3 written assignments.
40% of total marks.
|Yes – optional route.
3 written assignments.
50% of total marks.
|Speaking and Listening requirements||Yes – compulsory element.
10-12 minute discussion with teacher or three shorter interactions, at least one individual.
20% of total marks.
|Available as optional route. Does not contribute to final grade. Certificate of achievement awarded.|
The Introduction of the Reformed GCSE (first teaching, 2015, first awards 2017)
A series of reforms were introduced, largely marketed as ensuring a ‘fairer’ system. I felt, generally, that these changes were positive, because some schools were pushing their students through every GCSE examination possible. My step-niece started her GCSE English and Maths courses in Year 8 and then was put through GCSE exams 3 and 4 times respectively until she got the C grades. She eventually got the C grades and was so turned off by the whole system that she left school with a desire to never step foot in an educational establishment again. Anyway – I digress. Some of the changes over the last 5 years have included:
- Linear GCSEs to stop the retake culture in some subjects.
- ‘First Attempt’ reporting, so that any subsequent result was valid for the child but not the league tables.
- Abolition of the teacher-assessed Speaking and Listening coursework in GCSE English Language (with a shift to 60% examination/40% controlled assessment), moving to…
- … 100% examination courses for GCSE English Language and Literature, with a requirement that students still undertake a S&L assessment. This is filmed and a sample submitted to the boards, but does not contribute to overall grades.
- The new 9-1 GCSE grading system, designed to strengthen our system and help us catch up with the rest of the world and for many reasons, I don’t think that this move is particularly helpful.
Except for if you’re a private school.
As has always been the case, private schools will still be able to use the IGCSE (0500 – outlined above).
The new GCSEs were very much marketed as levelling the playing field. This is NOT a level playing field. OfQUAL, Michael Gove and even OCR said that coursework and controlled assessment were open to abuse by teachers. I agree. I really do – especially when it comes to coursework. If you’re reading this and you’re unclear on the difference: coursework is undertaken in the candidate’s own time. It can be re-drafted and discussed. It can be taken home. Controlled assessment is done under exam conditions, in school, in silence and locked away. It’s still open to abuse, but there were some systems in place to counter this.
This isn’t a level playing field. This is like playing on rubble on our half of the pitch. The state-schools are using the new 9-1, strengthened specification while private schools can still, well, abuse the system. I simply will not accept that submitting coursework as 50% of your final mark is as hard as sitting 4 hours of examinations at the end of a course, especially if you come from a family that has enough status, wealth, power or whatever other prowess to raise the funds to pay for your education.

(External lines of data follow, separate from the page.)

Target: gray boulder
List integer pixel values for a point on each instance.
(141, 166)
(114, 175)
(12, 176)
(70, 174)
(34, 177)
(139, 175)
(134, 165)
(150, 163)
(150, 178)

What parent wouldn’t want to help his or her child with this? It’s an easier gig. While private schools aren’t subject to the same performance tables as state schools, they’re still sending citizens out into the work-force and producing candidates for UCAS. Their alumni are at a direct advantage over their peers in the state-system when it comes to their GCSE English results.
I do not want to see a return of coursework or controlled assessment. I don’t think that the petition to ‘allow state-schools to do 40% coursework like private schools do’ is where my heart is.
I just thought, for a while, that my kids would be able to compete in a truly fair battle. How wrong I was.